Causal structure and representation learning is a research field at the intersection of statistical causal discovery and nonlinear latent variable modeling, seeking to extract high-level, interpretable features from raw data that support meaningful reasoning about causal relationships. Unlike classical representation learning, whose goal is typically to find lower-dimensional or invariant descriptors supporting predictive tasks, causal representation learning (CRL) asks not only for latent features but also for an explicit model of their mutual cause-effect interactions. This union is strongly ill-posed—provable identifiability typically requires additional constraints, supervision, or special statistical structures. Recent developments have addressed practical identifiability conditions in a wide variety of domains, including self-supervised grouping, weak and interventional supervision, diffusion models, and non-i.i.d. multi-environment data, among others.

1. Identifiability Challenges in Causal Representation Learning

The principal obstacle in CRL is identifiability: for observed data $x$ generated via a nonlinear transformation $f$ from unobserved causal latents $s$ , and a causal graph among the $s$ , one rarely has the statistical power to identify both $f$ and the graph from $p(x)$ alone (Morioka et al., 2023). In classical ICA and nonlinear ICA, identifiability is possible only under strong mixing or non-stationarity assumptions. Causal discovery, even given the latents, often suffers from equivalence classes if only observational data are available. In CRL, both problems compound, requiring designed regularization, grouping, or supervision to isolate a unique solution.

Advances characterize conditions under which identifiability can be guaranteed:

Grouping of Observational Variables: By assuming the observed variables can be partitioned into groups, each depending on disjoint subsets of the latent causal vector, the mapping $f$ is block-diagonal; non-Gaussian pairwise potentials (excluding the linear-Gaussian case) and block-wise “connectivity” between latent groups permit identifiability of the demixing transforms up to permutations and invertible scalar transformations (Morioka et al., 2023).
Interventional Supervision: Paired samples $(x, x')$ before and after random, unknown atomic interventions suffice to render both the latent structural causal model (SCM) and the observational mapping identifiable up to rescaling and permutation, assuming each intervention is possible (Brehmer et al., 2022).
Weak or Imperfect Interventions: Soft interventions or support-independence constraints still yield identifiability, often to block-sparse or block-affine indeterminacy (Ahuja et al., 2022).
Multi-environment Exchangeability: When data are collected under non-i.i.d., exchangeable mechanisms, mechanism variability or source variability in different environments can break symmetry, yielding unique recovery of mixing functions and causal graphs (Reizinger et al., 20 Jun 2024).

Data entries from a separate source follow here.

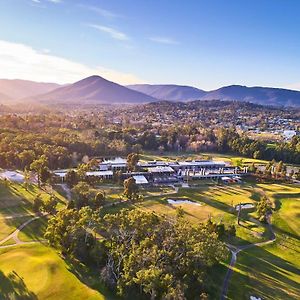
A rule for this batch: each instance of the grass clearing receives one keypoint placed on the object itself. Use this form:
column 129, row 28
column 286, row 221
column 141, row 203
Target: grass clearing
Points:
column 37, row 272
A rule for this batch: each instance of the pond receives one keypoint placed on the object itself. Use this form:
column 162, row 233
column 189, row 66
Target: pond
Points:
column 182, row 201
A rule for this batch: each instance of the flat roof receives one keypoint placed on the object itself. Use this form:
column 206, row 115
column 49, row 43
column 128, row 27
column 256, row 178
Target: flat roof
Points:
column 140, row 179
column 157, row 169
column 99, row 173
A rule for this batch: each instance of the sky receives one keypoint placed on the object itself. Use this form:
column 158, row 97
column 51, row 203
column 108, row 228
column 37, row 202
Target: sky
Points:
column 206, row 44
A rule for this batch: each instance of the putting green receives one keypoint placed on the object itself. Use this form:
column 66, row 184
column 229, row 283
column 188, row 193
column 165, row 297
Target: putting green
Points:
column 41, row 274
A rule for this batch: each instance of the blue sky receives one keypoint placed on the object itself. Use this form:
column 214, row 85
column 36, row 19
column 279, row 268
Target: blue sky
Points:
column 206, row 44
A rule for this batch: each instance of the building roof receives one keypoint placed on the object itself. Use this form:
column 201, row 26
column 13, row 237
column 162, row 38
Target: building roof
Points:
column 161, row 170
column 99, row 173
column 140, row 179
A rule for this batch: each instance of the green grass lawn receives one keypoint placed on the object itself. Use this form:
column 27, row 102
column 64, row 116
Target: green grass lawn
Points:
column 273, row 271
column 8, row 226
column 15, row 199
column 34, row 230
column 37, row 272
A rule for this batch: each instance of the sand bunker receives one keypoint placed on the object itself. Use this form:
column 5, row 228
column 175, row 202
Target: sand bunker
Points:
column 12, row 176
column 182, row 201
column 244, row 206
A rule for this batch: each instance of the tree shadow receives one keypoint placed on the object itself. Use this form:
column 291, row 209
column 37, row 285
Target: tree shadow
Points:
column 12, row 286
column 91, row 277
column 262, row 274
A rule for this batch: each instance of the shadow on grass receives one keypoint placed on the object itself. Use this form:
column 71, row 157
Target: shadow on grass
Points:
column 12, row 286
column 35, row 230
column 90, row 277
column 263, row 274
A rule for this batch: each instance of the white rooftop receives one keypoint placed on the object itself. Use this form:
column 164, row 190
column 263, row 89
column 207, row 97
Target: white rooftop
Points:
column 160, row 170
column 140, row 179
column 99, row 173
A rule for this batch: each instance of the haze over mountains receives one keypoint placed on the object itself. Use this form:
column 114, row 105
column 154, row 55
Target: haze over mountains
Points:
column 18, row 89
column 97, row 90
column 169, row 92
column 93, row 90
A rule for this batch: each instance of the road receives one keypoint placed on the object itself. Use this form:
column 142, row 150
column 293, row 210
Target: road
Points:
column 236, row 250
column 15, row 234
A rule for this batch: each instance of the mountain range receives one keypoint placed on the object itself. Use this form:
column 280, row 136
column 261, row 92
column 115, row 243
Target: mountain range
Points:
column 97, row 90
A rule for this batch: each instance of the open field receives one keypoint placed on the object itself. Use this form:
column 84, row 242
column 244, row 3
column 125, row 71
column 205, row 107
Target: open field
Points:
column 273, row 271
column 15, row 199
column 189, row 156
column 37, row 272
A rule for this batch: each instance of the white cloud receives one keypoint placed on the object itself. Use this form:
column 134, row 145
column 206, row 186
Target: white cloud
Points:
column 19, row 61
column 55, row 1
column 115, row 34
column 293, row 86
column 52, row 1
column 163, row 40
column 101, row 11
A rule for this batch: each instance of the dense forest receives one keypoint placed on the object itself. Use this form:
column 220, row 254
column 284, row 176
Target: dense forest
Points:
column 66, row 139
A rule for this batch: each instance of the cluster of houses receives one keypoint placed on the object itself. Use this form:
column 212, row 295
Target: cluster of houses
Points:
column 164, row 172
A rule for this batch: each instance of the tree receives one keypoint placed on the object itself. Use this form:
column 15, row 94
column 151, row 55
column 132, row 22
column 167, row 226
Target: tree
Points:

2. Grouped Observations and the G-CaRL Framework

A central recent advance is identifiability by grouping of observational variables (Morioka et al., 2023). The observed data $x \in \mathbb{R}^D$ are partitioned into $M$ blocks $x^m$ , each being a nonlinear function $f^m$ of a disjoint group of latent causal variables $s^m$ .

Model:

$s=\{s^1,\ldots,s^M\} \in \mathbb{R}^{D_s}$ , with $D_s=\sum_m d_s^m$
$x=[x^1,\ldots,x^M]$ , $x^m=f^m(s^m)$ , $d_x^m$ variable, $\sum_m d_x^m=D$
Each latent group interacts internally and with other groups via Markov pairwise potentials. The inter-group links $\lambda_{ab}^{mm'}$ encode causal relationships.

Grouping assumption: for each $x_i$ the group index $m$ is known, and the mixing $f$ is block-diagonal: no coordinate of $x^m$ depends on any $s^{m'\neq m}$ . Provided each latent variable $s^m_a$ connects to at least one latent in another group, and the pairwise potential $\phi$ is sufficiently non-Gaussian and asymmetric, the invertible $C^2$ maps $f^m$ are uniquely identified (up to coordinate permutation and scalar reparameterization).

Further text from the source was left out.